“Dick, you and Harry come on up,” Jerry called. “It’s safe all right.”

“You girls won’t mind being left alone, will you?” Harry asked in his chivalrous way, of all of them, although he looked at Mary.

“No, indeed,” she replied. “Go along.”

The boys went up the swaying ladder so easily that Mary, usually the less courageous one of the two, said to Dora, “I’m going up. Catch me if I fall.”

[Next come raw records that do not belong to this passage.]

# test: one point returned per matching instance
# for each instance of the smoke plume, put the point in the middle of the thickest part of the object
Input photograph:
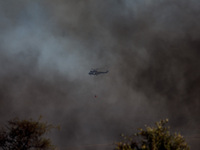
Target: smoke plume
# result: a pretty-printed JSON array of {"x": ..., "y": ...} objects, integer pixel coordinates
[{"x": 151, "y": 49}]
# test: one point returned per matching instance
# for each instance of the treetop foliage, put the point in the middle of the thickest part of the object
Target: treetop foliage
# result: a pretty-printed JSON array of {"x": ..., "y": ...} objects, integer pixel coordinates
[
  {"x": 25, "y": 135},
  {"x": 154, "y": 138}
]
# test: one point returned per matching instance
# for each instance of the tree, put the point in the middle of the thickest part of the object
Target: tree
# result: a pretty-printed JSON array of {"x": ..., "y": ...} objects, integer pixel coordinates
[
  {"x": 25, "y": 135},
  {"x": 154, "y": 138}
]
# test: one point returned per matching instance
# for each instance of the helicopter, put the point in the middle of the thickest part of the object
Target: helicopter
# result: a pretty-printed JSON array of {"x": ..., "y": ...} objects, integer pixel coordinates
[{"x": 95, "y": 72}]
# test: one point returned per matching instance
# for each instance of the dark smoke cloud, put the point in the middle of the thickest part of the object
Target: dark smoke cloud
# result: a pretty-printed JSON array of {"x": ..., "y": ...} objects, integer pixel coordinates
[{"x": 151, "y": 49}]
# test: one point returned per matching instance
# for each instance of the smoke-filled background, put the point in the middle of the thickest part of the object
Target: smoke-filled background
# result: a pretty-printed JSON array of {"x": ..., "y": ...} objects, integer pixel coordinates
[{"x": 150, "y": 47}]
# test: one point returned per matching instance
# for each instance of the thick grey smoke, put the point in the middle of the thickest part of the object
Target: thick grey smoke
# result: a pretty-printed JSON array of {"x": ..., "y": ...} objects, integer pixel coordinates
[{"x": 151, "y": 49}]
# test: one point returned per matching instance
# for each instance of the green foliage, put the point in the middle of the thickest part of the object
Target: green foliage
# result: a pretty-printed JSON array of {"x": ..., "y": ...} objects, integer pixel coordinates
[
  {"x": 154, "y": 138},
  {"x": 25, "y": 135}
]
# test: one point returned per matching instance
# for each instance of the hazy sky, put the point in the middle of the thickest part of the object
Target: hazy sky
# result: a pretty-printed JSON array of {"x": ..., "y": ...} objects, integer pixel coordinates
[{"x": 150, "y": 47}]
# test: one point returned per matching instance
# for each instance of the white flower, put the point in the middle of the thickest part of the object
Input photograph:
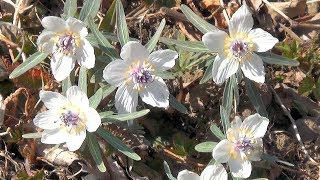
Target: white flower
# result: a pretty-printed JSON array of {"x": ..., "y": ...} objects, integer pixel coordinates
[
  {"x": 67, "y": 118},
  {"x": 243, "y": 144},
  {"x": 135, "y": 75},
  {"x": 66, "y": 41},
  {"x": 211, "y": 172},
  {"x": 237, "y": 50}
]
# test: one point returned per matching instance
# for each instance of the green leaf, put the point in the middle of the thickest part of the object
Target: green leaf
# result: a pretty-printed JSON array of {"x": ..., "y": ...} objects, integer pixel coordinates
[
  {"x": 205, "y": 146},
  {"x": 32, "y": 135},
  {"x": 126, "y": 117},
  {"x": 155, "y": 38},
  {"x": 95, "y": 151},
  {"x": 271, "y": 58},
  {"x": 83, "y": 79},
  {"x": 193, "y": 46},
  {"x": 70, "y": 8},
  {"x": 197, "y": 21},
  {"x": 102, "y": 42},
  {"x": 168, "y": 171},
  {"x": 89, "y": 10},
  {"x": 217, "y": 132},
  {"x": 177, "y": 105},
  {"x": 255, "y": 98},
  {"x": 118, "y": 144},
  {"x": 96, "y": 98},
  {"x": 122, "y": 28},
  {"x": 208, "y": 73},
  {"x": 32, "y": 61}
]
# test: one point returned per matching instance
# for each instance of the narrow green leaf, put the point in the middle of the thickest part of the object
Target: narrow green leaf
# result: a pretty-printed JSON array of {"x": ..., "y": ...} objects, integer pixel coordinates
[
  {"x": 177, "y": 105},
  {"x": 207, "y": 74},
  {"x": 255, "y": 98},
  {"x": 103, "y": 43},
  {"x": 118, "y": 144},
  {"x": 155, "y": 38},
  {"x": 126, "y": 117},
  {"x": 122, "y": 28},
  {"x": 217, "y": 132},
  {"x": 192, "y": 46},
  {"x": 70, "y": 8},
  {"x": 32, "y": 61},
  {"x": 96, "y": 98},
  {"x": 168, "y": 171},
  {"x": 89, "y": 10},
  {"x": 32, "y": 135},
  {"x": 95, "y": 151},
  {"x": 197, "y": 21},
  {"x": 271, "y": 58},
  {"x": 205, "y": 146},
  {"x": 83, "y": 79}
]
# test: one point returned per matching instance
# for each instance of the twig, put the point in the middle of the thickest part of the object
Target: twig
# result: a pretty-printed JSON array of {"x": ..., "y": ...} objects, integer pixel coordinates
[{"x": 294, "y": 125}]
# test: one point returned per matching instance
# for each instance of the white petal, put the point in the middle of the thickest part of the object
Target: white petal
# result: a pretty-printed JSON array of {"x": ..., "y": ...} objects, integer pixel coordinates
[
  {"x": 53, "y": 23},
  {"x": 187, "y": 175},
  {"x": 74, "y": 141},
  {"x": 77, "y": 26},
  {"x": 115, "y": 72},
  {"x": 52, "y": 100},
  {"x": 215, "y": 41},
  {"x": 256, "y": 124},
  {"x": 77, "y": 97},
  {"x": 253, "y": 68},
  {"x": 85, "y": 54},
  {"x": 126, "y": 98},
  {"x": 93, "y": 120},
  {"x": 47, "y": 120},
  {"x": 134, "y": 51},
  {"x": 221, "y": 152},
  {"x": 155, "y": 93},
  {"x": 163, "y": 59},
  {"x": 263, "y": 41},
  {"x": 223, "y": 68},
  {"x": 255, "y": 154},
  {"x": 240, "y": 167},
  {"x": 54, "y": 136},
  {"x": 241, "y": 21},
  {"x": 214, "y": 172},
  {"x": 61, "y": 66}
]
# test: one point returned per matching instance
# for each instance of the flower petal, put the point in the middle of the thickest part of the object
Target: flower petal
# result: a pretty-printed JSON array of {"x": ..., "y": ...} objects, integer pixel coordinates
[
  {"x": 263, "y": 41},
  {"x": 61, "y": 66},
  {"x": 240, "y": 167},
  {"x": 77, "y": 97},
  {"x": 223, "y": 68},
  {"x": 93, "y": 120},
  {"x": 155, "y": 93},
  {"x": 134, "y": 51},
  {"x": 75, "y": 141},
  {"x": 53, "y": 23},
  {"x": 52, "y": 100},
  {"x": 253, "y": 68},
  {"x": 241, "y": 21},
  {"x": 77, "y": 26},
  {"x": 47, "y": 120},
  {"x": 54, "y": 136},
  {"x": 221, "y": 152},
  {"x": 115, "y": 72},
  {"x": 256, "y": 124},
  {"x": 126, "y": 99},
  {"x": 163, "y": 59},
  {"x": 215, "y": 41},
  {"x": 187, "y": 175},
  {"x": 85, "y": 54},
  {"x": 214, "y": 172}
]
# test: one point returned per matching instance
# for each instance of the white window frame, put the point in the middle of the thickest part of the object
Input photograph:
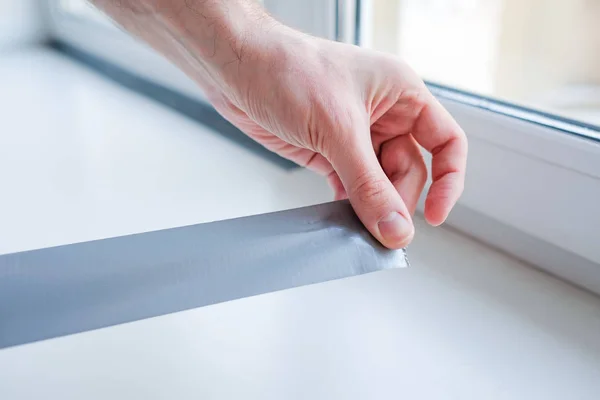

The three boys were in the rock house and did not know that the girls had climbed the ladder until they saw them standing near the open door.

Jerry leaped toward them. “Little Sister,” he said, “what if you had fallen?”

Dora thought complacently, “Well, I guess that lover’s misunderstanding is patched up all right. It didn’t matter, evidently, whether or not Etta fell, and as for Dora Bellman—” she laughed and shrugged her broad, capable shoulders.

Mary was asking, “Has anyone seen the Evil Eye Turquoise?”

“Not yet. Come, let’s look for it,” the cowboy called, adding, as he turned to his neighbor, “Etta, I didn’t tell you that part of the story, did I?”

Smilingly, and evidently untroubled by the recent by-play between the cowboy and Mary, she replied in the negative. So, standing near the open door, they all told parts of the tale to the interested listener.